The Barajas were working hard and living surrounded by loving family. Years were passing. Juan and Dolores were enjoying their retirement, traveling to Mexico and back. They were satisfied with life and the success their children had achieved. Unfortunately, nobody is free from the adversities of life. There is nothing worse in life than for parents to see their children die before them. Dolores and Juan Barajas had to endure this pain. The couple lost their son Mario and daughter Marcela only a few years apart. Dolores was devastated. Part of her heart was torn out, and she was looking for ways to calm the pain of their loss. The kitchen made her pain more bearable and the couple came out of retirement opening Lolita’s Taco House in Silvis.
“Cooking is in my heart,” Dolores explained. Cooking was the balsam that healed her soul.
Now retirement was out of the question. They went on and in 2003 Juan and Dolores opened Old Mexico, while Lolita’s Taco House was run by their youngest daughter. Her cooking was a healing force for Dolores, for her customers it was enjoyment of delicious foods. They might not work in a restaurant anymore, they finally retired for good last December, but they continue loving each other every day a little bit more than yesterday.
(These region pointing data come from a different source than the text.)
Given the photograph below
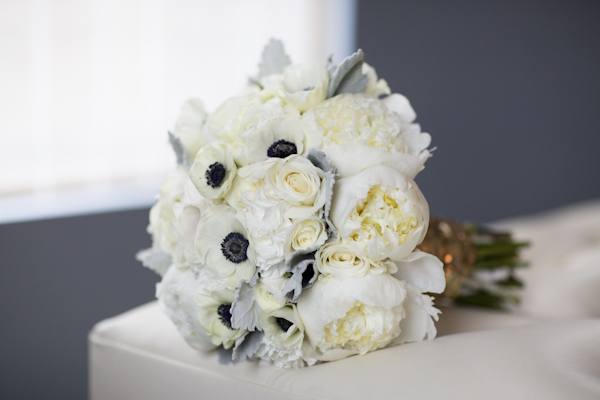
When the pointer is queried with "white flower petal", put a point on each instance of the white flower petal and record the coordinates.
(423, 271)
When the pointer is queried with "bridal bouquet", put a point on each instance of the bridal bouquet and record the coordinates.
(288, 232)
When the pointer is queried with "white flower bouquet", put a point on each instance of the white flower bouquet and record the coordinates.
(288, 232)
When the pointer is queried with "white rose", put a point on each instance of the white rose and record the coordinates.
(352, 316)
(361, 131)
(213, 170)
(380, 212)
(177, 297)
(304, 86)
(341, 261)
(308, 233)
(190, 125)
(299, 183)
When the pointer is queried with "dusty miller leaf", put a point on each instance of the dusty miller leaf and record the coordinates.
(300, 264)
(155, 259)
(225, 356)
(274, 59)
(320, 160)
(245, 310)
(347, 77)
(246, 346)
(180, 151)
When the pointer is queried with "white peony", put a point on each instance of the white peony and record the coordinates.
(238, 115)
(177, 297)
(380, 212)
(352, 316)
(304, 86)
(361, 130)
(189, 126)
(223, 246)
(162, 217)
(213, 170)
(341, 261)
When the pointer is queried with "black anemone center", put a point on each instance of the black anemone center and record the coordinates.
(234, 247)
(224, 311)
(307, 275)
(282, 149)
(283, 323)
(215, 174)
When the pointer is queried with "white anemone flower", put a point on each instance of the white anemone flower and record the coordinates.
(224, 247)
(380, 212)
(215, 316)
(278, 137)
(304, 86)
(343, 317)
(176, 295)
(283, 326)
(213, 171)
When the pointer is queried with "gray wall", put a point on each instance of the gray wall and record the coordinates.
(59, 277)
(509, 90)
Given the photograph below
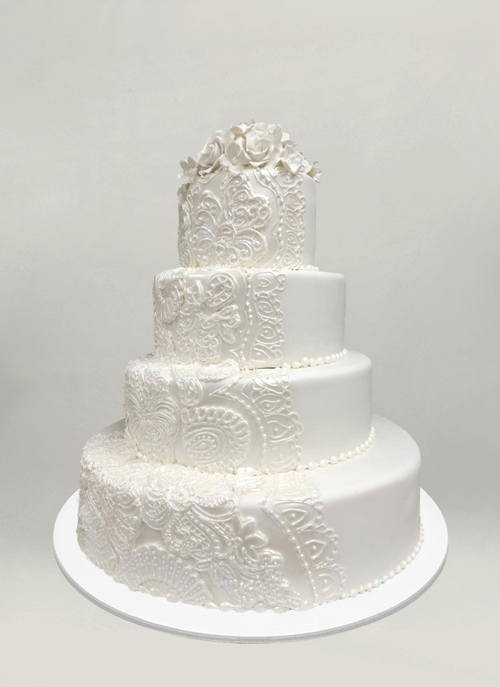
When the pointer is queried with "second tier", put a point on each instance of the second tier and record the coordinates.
(218, 418)
(258, 318)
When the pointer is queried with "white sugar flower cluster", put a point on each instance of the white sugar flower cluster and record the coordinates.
(248, 145)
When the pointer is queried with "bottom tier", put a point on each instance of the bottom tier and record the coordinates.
(246, 540)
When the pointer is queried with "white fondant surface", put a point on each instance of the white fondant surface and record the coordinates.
(259, 318)
(252, 218)
(248, 541)
(271, 420)
(202, 623)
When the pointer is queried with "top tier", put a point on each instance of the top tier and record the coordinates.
(248, 199)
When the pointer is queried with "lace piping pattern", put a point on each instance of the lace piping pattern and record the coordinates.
(181, 533)
(226, 315)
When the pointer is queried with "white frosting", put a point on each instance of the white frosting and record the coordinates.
(258, 318)
(251, 541)
(248, 475)
(256, 218)
(272, 420)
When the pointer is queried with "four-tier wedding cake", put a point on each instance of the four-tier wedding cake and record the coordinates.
(250, 474)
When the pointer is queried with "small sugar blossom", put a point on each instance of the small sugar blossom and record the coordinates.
(245, 146)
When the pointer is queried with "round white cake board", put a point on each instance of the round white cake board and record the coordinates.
(251, 627)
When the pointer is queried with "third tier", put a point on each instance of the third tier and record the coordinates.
(218, 418)
(258, 318)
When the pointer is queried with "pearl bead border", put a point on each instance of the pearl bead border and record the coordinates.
(333, 460)
(352, 593)
(314, 362)
(313, 464)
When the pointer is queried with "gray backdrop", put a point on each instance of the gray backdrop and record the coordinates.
(400, 103)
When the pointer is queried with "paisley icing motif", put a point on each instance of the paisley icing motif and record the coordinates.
(208, 319)
(152, 415)
(206, 547)
(225, 230)
(212, 435)
(215, 322)
(302, 523)
(151, 569)
(168, 293)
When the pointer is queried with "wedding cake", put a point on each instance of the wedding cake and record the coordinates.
(249, 473)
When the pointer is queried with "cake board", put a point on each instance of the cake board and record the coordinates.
(250, 627)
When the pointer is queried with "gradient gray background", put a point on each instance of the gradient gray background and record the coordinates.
(400, 103)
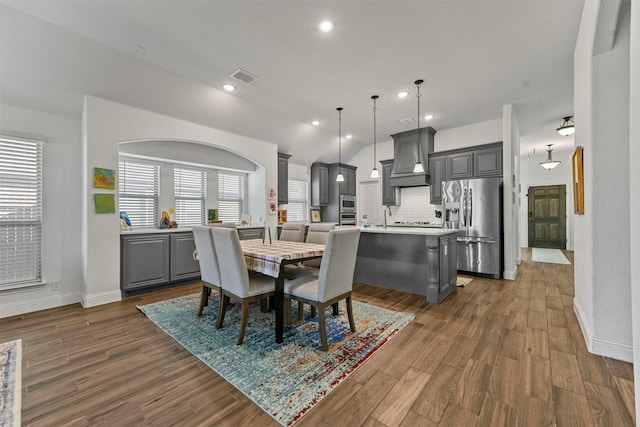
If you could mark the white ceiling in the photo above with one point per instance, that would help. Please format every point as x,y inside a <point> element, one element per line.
<point>173,56</point>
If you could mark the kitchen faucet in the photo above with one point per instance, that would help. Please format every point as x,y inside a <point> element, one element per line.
<point>384,215</point>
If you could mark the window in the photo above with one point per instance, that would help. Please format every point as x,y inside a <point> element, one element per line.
<point>20,212</point>
<point>231,196</point>
<point>298,206</point>
<point>190,194</point>
<point>139,192</point>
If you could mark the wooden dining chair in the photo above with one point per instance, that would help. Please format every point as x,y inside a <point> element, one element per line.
<point>206,256</point>
<point>334,282</point>
<point>236,283</point>
<point>292,231</point>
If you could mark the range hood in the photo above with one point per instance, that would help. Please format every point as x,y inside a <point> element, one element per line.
<point>408,147</point>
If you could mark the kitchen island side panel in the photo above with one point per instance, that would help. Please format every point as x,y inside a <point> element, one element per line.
<point>405,262</point>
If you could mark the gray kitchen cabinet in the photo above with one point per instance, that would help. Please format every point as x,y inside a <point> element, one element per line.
<point>460,165</point>
<point>390,195</point>
<point>283,178</point>
<point>183,266</point>
<point>144,261</point>
<point>487,162</point>
<point>251,233</point>
<point>437,170</point>
<point>319,184</point>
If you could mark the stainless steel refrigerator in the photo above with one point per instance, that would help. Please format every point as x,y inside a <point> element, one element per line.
<point>474,206</point>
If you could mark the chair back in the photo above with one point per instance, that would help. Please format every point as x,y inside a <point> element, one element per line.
<point>206,255</point>
<point>233,268</point>
<point>318,233</point>
<point>293,232</point>
<point>338,263</point>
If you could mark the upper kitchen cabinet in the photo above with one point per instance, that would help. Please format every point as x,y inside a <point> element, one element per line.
<point>409,147</point>
<point>390,195</point>
<point>319,184</point>
<point>283,178</point>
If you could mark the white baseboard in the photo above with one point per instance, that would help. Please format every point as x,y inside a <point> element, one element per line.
<point>600,346</point>
<point>92,300</point>
<point>37,304</point>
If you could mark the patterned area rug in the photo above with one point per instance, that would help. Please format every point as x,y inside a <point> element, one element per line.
<point>11,383</point>
<point>462,281</point>
<point>285,380</point>
<point>554,256</point>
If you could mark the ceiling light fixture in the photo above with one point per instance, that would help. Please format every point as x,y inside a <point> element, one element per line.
<point>374,171</point>
<point>567,127</point>
<point>340,177</point>
<point>549,163</point>
<point>326,26</point>
<point>418,168</point>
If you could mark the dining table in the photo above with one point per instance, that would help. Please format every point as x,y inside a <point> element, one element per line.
<point>270,258</point>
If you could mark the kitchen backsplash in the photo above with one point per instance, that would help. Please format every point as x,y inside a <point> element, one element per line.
<point>414,206</point>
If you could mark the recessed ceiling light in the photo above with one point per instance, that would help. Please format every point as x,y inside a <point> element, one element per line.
<point>326,26</point>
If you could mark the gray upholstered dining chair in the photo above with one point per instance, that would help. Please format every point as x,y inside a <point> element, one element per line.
<point>236,283</point>
<point>292,231</point>
<point>206,256</point>
<point>334,282</point>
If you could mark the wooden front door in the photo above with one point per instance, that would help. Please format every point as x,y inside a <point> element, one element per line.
<point>547,217</point>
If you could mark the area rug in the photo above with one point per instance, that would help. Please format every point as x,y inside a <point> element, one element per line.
<point>285,380</point>
<point>462,281</point>
<point>554,256</point>
<point>10,383</point>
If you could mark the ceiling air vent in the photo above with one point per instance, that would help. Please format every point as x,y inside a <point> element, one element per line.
<point>244,76</point>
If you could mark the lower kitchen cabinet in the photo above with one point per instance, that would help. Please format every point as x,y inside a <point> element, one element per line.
<point>154,259</point>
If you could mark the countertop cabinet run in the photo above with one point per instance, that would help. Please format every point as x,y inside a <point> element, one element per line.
<point>481,161</point>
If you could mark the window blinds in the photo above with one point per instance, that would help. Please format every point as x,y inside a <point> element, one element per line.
<point>231,191</point>
<point>20,211</point>
<point>139,192</point>
<point>190,195</point>
<point>298,206</point>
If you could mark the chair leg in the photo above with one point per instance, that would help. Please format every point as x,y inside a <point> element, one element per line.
<point>222,310</point>
<point>352,324</point>
<point>243,321</point>
<point>203,299</point>
<point>323,330</point>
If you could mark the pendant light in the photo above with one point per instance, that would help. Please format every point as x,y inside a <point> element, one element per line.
<point>340,177</point>
<point>374,171</point>
<point>549,163</point>
<point>418,168</point>
<point>567,127</point>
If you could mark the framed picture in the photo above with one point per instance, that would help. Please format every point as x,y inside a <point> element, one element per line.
<point>578,181</point>
<point>104,178</point>
<point>272,193</point>
<point>315,215</point>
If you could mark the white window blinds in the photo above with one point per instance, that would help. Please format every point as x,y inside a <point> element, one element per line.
<point>20,211</point>
<point>231,196</point>
<point>139,192</point>
<point>298,206</point>
<point>190,194</point>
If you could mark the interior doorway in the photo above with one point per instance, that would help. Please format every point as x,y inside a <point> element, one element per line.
<point>369,203</point>
<point>547,218</point>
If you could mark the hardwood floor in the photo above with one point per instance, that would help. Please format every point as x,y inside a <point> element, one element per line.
<point>495,353</point>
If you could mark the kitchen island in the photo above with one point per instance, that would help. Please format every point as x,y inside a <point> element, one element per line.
<point>421,261</point>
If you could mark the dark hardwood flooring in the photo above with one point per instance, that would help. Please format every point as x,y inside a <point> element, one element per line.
<point>495,353</point>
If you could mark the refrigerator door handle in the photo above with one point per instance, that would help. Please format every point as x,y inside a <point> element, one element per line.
<point>470,208</point>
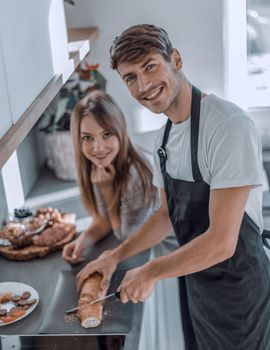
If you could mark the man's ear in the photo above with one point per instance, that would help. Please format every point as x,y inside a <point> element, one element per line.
<point>177,59</point>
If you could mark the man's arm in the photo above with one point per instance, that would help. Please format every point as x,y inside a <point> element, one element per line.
<point>151,233</point>
<point>218,243</point>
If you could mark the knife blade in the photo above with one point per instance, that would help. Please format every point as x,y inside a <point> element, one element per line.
<point>116,294</point>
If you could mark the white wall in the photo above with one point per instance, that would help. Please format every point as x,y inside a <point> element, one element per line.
<point>34,47</point>
<point>194,26</point>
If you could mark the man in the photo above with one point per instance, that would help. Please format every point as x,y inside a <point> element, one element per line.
<point>209,169</point>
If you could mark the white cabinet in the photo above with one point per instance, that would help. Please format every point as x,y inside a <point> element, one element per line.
<point>29,33</point>
<point>5,112</point>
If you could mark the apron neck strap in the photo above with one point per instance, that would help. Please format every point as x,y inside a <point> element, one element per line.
<point>195,121</point>
<point>194,134</point>
<point>162,149</point>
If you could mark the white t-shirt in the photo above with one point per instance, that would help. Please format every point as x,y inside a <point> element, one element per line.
<point>229,152</point>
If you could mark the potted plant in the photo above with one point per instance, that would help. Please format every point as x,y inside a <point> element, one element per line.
<point>56,119</point>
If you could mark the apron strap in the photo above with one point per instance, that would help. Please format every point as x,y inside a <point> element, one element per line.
<point>194,135</point>
<point>195,121</point>
<point>162,149</point>
<point>265,236</point>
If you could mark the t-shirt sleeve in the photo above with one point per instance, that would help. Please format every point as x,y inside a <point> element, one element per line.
<point>234,154</point>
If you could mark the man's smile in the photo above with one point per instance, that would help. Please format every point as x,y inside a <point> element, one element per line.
<point>153,94</point>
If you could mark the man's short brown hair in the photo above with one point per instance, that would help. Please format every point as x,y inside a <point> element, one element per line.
<point>138,41</point>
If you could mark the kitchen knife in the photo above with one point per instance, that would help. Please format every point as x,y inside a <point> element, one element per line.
<point>116,294</point>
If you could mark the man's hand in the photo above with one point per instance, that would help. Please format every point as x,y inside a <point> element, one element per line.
<point>137,285</point>
<point>105,264</point>
<point>102,176</point>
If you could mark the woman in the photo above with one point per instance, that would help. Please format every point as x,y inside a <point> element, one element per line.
<point>115,180</point>
<point>116,188</point>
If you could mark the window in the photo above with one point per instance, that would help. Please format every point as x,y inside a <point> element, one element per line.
<point>258,52</point>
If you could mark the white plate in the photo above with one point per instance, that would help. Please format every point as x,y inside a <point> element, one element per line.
<point>17,288</point>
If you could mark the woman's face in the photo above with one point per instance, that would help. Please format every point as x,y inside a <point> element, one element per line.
<point>99,145</point>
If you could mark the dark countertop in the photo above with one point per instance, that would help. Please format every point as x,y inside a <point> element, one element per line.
<point>43,274</point>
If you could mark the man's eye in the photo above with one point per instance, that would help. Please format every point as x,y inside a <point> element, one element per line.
<point>130,79</point>
<point>107,134</point>
<point>87,138</point>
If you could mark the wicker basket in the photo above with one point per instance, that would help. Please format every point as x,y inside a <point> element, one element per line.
<point>61,156</point>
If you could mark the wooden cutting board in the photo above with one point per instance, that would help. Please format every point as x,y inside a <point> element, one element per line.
<point>33,251</point>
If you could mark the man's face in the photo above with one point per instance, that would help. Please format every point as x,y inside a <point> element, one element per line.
<point>153,81</point>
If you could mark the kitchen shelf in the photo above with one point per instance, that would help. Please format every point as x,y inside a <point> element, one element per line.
<point>16,134</point>
<point>79,40</point>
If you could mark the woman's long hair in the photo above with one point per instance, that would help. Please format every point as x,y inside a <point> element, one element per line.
<point>108,115</point>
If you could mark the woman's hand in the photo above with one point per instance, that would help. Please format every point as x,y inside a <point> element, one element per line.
<point>73,251</point>
<point>105,264</point>
<point>103,176</point>
<point>137,285</point>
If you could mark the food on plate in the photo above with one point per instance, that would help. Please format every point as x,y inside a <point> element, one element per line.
<point>50,236</point>
<point>18,304</point>
<point>51,215</point>
<point>5,298</point>
<point>91,314</point>
<point>46,222</point>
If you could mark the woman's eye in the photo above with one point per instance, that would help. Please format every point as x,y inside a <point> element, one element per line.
<point>87,138</point>
<point>150,66</point>
<point>107,134</point>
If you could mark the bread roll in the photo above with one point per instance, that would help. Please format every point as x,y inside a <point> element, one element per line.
<point>91,315</point>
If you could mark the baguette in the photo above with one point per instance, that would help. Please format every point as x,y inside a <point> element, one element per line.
<point>91,315</point>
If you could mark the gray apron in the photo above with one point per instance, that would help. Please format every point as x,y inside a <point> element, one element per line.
<point>227,306</point>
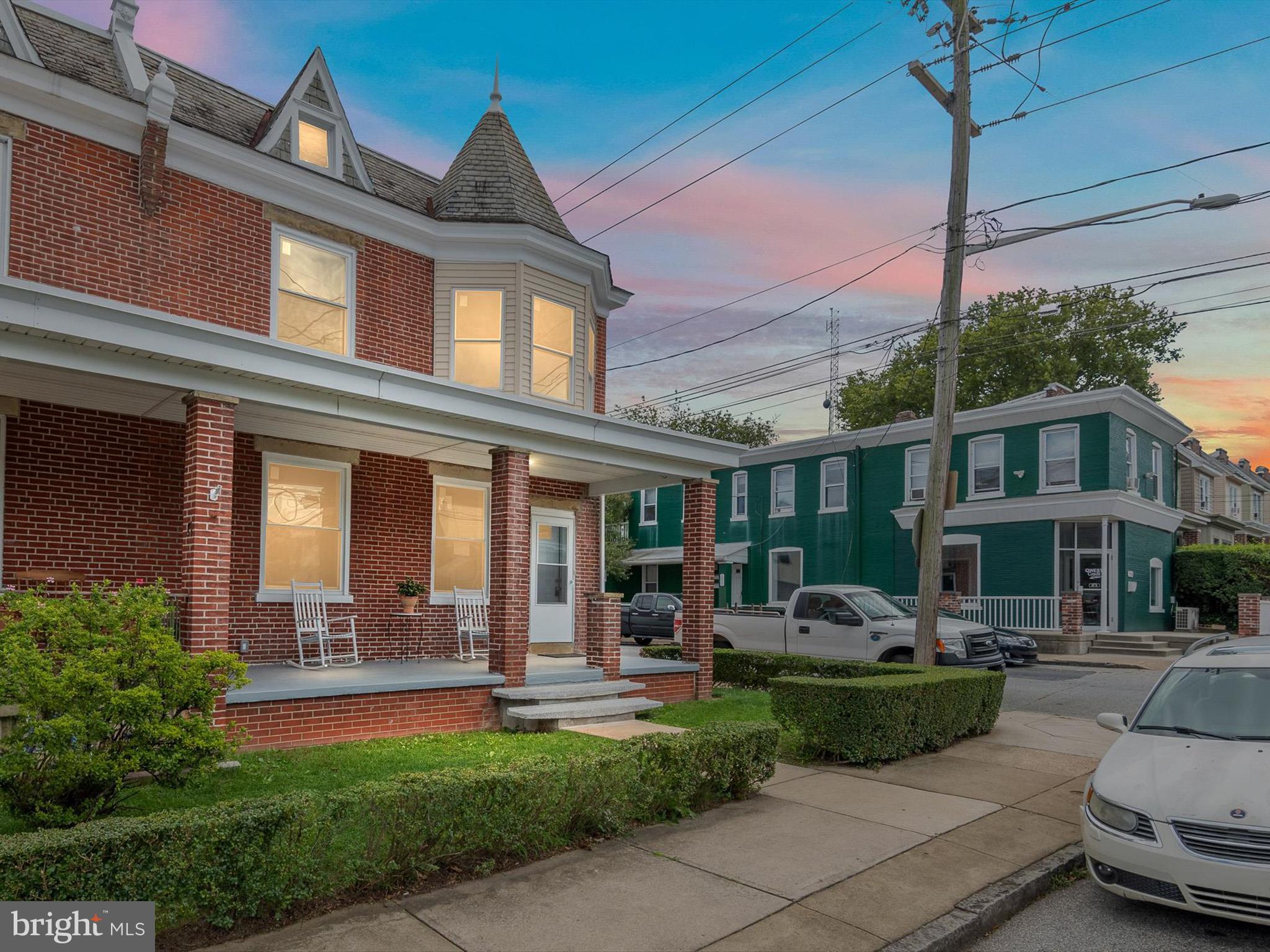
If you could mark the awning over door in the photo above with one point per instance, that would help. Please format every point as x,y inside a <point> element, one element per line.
<point>735,552</point>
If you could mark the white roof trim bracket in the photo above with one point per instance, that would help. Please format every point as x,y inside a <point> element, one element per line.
<point>12,25</point>
<point>295,107</point>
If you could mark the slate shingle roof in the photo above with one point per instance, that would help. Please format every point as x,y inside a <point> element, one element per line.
<point>493,180</point>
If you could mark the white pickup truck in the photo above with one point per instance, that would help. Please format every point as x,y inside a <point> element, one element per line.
<point>853,622</point>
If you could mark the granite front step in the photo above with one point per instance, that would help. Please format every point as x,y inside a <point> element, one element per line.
<point>549,718</point>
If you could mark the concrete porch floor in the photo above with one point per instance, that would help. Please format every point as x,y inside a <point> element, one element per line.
<point>281,682</point>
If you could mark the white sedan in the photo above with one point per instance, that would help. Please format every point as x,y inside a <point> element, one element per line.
<point>1179,810</point>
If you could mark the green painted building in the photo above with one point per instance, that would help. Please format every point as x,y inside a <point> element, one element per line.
<point>1055,491</point>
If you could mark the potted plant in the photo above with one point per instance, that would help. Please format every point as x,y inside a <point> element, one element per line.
<point>409,591</point>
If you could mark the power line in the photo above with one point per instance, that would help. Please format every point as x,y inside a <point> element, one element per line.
<point>1126,83</point>
<point>750,151</point>
<point>722,120</point>
<point>713,95</point>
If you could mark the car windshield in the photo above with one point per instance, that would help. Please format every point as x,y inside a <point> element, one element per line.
<point>876,604</point>
<point>1231,703</point>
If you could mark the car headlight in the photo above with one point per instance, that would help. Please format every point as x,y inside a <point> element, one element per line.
<point>1118,818</point>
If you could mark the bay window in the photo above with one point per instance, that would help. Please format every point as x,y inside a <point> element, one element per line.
<point>460,537</point>
<point>478,339</point>
<point>304,524</point>
<point>553,350</point>
<point>313,293</point>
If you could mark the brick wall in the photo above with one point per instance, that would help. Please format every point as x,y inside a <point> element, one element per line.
<point>93,493</point>
<point>328,720</point>
<point>78,224</point>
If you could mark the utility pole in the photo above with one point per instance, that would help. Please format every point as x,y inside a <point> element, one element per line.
<point>931,544</point>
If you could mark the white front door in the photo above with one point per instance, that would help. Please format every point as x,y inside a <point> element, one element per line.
<point>551,575</point>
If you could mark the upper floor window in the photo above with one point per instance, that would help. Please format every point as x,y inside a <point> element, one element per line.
<point>1060,459</point>
<point>313,293</point>
<point>553,350</point>
<point>987,462</point>
<point>305,523</point>
<point>783,490</point>
<point>833,485</point>
<point>739,495</point>
<point>648,507</point>
<point>917,465</point>
<point>478,339</point>
<point>1130,461</point>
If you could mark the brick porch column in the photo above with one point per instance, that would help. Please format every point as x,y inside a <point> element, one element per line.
<point>510,564</point>
<point>699,578</point>
<point>1071,611</point>
<point>206,512</point>
<point>605,633</point>
<point>1250,615</point>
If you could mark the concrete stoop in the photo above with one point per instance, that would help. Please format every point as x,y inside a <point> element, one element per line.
<point>550,707</point>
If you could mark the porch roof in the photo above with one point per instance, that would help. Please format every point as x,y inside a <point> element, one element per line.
<point>734,552</point>
<point>66,347</point>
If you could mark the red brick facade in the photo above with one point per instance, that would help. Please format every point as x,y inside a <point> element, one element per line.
<point>699,579</point>
<point>394,714</point>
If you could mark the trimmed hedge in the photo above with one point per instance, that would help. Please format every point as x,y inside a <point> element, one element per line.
<point>755,669</point>
<point>1212,578</point>
<point>259,857</point>
<point>865,720</point>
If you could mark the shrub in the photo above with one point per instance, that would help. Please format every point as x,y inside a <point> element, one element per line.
<point>259,857</point>
<point>103,689</point>
<point>1210,578</point>
<point>866,720</point>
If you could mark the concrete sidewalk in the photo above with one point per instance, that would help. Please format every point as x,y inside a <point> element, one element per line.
<point>826,858</point>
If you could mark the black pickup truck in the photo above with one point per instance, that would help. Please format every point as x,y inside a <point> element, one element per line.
<point>652,615</point>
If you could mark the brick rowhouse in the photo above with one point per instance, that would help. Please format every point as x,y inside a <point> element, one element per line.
<point>699,579</point>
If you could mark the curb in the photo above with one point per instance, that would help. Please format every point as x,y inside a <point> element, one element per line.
<point>975,915</point>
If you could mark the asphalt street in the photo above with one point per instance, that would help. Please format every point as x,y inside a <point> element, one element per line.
<point>1083,918</point>
<point>1077,692</point>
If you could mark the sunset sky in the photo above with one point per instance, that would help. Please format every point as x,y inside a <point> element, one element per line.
<point>584,82</point>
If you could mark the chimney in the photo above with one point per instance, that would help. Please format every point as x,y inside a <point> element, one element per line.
<point>123,19</point>
<point>153,169</point>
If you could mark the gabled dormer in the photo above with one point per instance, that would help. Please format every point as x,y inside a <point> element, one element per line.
<point>310,128</point>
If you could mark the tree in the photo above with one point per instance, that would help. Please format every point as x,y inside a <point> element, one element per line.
<point>718,425</point>
<point>1016,342</point>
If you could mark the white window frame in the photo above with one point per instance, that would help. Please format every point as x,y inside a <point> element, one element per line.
<point>350,253</point>
<point>771,571</point>
<point>447,598</point>
<point>454,332</point>
<point>1203,491</point>
<point>572,356</point>
<point>741,494</point>
<point>649,573</point>
<point>1130,461</point>
<point>1041,477</point>
<point>346,470</point>
<point>825,485</point>
<point>908,474</point>
<point>643,506</point>
<point>783,513</point>
<point>970,467</point>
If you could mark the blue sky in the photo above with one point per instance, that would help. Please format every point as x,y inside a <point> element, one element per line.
<point>582,82</point>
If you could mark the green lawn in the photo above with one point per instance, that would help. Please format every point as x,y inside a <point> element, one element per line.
<point>333,765</point>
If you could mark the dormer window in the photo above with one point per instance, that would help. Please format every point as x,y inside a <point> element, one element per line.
<point>313,145</point>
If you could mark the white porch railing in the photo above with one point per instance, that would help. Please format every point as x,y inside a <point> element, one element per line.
<point>1037,612</point>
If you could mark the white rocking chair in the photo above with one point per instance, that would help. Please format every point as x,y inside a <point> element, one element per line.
<point>471,619</point>
<point>314,627</point>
Dolores and Juan Barajas started their journey together 70 years ago in 1947. They lived life loving each other and making it work. In spite of the misfortunes they had to go through their love did not fizzle out, instead it grew stronger. Marriage is a delicate dance, Juan and Dolores Barajas know very well how to dance this romantic bolero. Theirs is the story of enduring love that crosses borders and endures pain, grows stronger and more beautiful. 70 years of marriage not just any anniversary, but it is THE anniversary. Congratulations to Juan and Dolores Barajas for a lifetime of love.